It looks like there’s still plenty of foreign investment to go around for Miami’s office market.
Zurich North America, an affiliate of a major Swiss insurance company, just closed on its $57.5 million purchase of the 2121 Ponce office tower in Coral Gables.
The deal was announced Monday by real estate companies Greenstreet Partners and CREC, which formed a joint-venture back in 2005 to buy the 13-story office building for $27.1 million.
Through the years, Greenstreet and CREC started renovating the common areas for 2121 Ponce, which was built in 1970. The companies brought the building up to 95 percent occupancy with an eclectic mix of tenants like the Consulate General of Barbados, Fox Latin America and Valley National Bank. CREC itself even took space in the building, and plans to stay even under the new ownership.

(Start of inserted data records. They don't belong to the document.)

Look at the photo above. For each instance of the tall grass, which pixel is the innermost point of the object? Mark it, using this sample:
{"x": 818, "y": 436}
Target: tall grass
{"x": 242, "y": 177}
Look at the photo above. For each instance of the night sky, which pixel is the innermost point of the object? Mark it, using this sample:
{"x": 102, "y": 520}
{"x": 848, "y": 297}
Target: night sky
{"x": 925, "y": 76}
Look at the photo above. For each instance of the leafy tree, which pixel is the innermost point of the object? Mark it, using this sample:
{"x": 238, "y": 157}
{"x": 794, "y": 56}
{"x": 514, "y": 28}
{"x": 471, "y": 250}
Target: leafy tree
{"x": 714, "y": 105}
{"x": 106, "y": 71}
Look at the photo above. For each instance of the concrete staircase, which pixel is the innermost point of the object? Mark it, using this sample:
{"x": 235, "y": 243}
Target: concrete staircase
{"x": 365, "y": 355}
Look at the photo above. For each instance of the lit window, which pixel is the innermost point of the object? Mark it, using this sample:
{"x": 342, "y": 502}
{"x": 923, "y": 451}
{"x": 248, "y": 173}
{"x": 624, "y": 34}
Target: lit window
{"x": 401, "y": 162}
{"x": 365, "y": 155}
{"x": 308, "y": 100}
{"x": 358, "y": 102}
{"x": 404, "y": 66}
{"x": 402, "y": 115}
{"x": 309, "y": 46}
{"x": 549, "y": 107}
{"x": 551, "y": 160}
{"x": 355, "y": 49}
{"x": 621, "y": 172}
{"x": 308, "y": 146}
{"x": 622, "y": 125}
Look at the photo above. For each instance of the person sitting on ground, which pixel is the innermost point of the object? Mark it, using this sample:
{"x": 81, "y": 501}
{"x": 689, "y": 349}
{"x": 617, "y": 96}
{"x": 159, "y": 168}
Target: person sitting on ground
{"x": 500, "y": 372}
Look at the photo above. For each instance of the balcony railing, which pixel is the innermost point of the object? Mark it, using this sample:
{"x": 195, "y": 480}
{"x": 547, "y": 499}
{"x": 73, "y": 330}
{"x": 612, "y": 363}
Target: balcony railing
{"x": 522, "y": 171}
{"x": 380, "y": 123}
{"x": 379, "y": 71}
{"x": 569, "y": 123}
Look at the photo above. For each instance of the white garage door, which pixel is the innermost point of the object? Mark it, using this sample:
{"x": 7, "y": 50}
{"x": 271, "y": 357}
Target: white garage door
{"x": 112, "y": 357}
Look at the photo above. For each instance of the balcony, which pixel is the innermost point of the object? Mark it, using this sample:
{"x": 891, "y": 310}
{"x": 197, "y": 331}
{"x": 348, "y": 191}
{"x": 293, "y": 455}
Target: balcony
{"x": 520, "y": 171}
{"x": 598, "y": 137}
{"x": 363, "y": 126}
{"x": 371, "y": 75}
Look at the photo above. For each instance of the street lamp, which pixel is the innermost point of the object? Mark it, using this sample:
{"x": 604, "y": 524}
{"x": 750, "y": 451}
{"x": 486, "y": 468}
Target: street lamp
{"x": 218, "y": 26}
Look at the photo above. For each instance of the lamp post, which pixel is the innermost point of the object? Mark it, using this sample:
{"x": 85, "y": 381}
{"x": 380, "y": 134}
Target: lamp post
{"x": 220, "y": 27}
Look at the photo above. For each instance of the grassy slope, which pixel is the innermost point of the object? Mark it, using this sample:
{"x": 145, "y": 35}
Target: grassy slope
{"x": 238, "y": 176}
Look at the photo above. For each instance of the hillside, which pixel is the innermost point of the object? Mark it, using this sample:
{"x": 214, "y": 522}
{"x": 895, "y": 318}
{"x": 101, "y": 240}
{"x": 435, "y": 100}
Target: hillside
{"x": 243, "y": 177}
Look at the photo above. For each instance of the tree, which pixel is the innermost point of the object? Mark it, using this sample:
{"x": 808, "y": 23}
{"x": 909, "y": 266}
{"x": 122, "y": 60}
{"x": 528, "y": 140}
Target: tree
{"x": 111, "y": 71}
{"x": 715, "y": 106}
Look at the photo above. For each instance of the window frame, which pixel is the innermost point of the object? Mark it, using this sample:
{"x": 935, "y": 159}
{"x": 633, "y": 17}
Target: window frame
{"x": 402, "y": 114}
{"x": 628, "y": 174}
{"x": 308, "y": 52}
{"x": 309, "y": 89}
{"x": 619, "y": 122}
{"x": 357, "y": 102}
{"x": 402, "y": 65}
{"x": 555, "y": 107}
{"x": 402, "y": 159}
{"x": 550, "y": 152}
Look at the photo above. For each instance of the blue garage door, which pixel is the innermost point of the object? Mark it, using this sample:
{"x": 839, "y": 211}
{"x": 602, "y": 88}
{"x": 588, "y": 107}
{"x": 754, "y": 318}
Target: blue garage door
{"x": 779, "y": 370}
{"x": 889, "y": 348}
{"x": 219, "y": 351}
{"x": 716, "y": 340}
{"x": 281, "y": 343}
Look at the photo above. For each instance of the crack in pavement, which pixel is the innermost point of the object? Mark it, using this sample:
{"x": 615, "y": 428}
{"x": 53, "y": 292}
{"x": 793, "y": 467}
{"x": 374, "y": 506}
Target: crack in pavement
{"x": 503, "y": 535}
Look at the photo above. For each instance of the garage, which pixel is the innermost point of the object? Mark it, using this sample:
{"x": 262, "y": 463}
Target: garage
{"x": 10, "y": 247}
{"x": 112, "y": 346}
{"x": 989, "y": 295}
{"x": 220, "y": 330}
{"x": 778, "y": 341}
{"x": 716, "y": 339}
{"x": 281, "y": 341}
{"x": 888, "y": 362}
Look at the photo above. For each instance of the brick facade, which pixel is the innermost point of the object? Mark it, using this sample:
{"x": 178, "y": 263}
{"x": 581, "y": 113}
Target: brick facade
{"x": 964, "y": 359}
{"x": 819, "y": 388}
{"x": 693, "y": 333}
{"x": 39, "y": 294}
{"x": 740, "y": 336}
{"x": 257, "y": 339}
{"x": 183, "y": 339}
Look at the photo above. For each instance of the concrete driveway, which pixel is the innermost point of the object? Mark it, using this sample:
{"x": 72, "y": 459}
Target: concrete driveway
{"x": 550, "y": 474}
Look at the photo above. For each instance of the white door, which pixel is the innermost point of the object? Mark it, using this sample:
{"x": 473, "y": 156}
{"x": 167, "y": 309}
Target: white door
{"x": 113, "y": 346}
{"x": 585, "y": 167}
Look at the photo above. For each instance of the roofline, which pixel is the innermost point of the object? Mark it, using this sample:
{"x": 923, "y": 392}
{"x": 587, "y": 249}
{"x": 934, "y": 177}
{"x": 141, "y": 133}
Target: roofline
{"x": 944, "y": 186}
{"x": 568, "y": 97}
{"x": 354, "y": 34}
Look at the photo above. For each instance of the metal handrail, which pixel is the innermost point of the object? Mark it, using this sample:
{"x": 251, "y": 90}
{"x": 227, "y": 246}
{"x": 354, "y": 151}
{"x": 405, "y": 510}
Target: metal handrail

After roughly a decade of holding the property, Warren Weiser, chairman of CREC, told The Real Deal that the partners decided it was a good time to sell amidst a tightening office market.
“The asset performed pretty darn well even through the recession,” Weiser said. “It’s a very good market for both buyers and sellers right now.”
Weiser said the partners had an established relationship with Zurich, which keeps a U.S. office in New York. After touching base in February, the two parties “shook hands” in March and closed the deal last week.
“[Zurich] knows this market,” Weiser told TRD. “They made a very smart purchase because you can’t reproduce this building for the price they paid.“
The most recent sale of 2121 Ponce, which measures 164,848 square feet, breaks down to nearly $349 per foot. That’s more than double the $164 per foot that CRED and Greenstreet paid in 2005.
One explanation for that price explosion can be found in the latest market numbers from brokerage JLL. Although net absorption in Coral Gables was down by a fraction of a percentage point during the first quarter, there was no new office space under construction in the city at that time. Giralda Place has since broken ground with 58,000 square feet of offices. Meanwhile, office vacancies stood at 10.6 percent and rents were asking an average of $38.18 per square foot annually, according to JLL.
The deal was brokered by CREC’s Weiser, Harry Blyden and Andrew Remick, along with CBRE’s Christian Lee, Jose Lobon and Andrew Chilgren. On Zurich’s side, the firm was advised by its “alternative investment management” division.
The Swiss insurance carrier has roughly 55,000 employees worldwide, and its North America division specializes in property-casualty coverage, according to its website.
It’s not unusual for insurance giants like Zurich to diversify into real estate: among U.S. firms, Prudential Financial boasts a thriving real estate arm that’s also bought into the Coral Gables office market.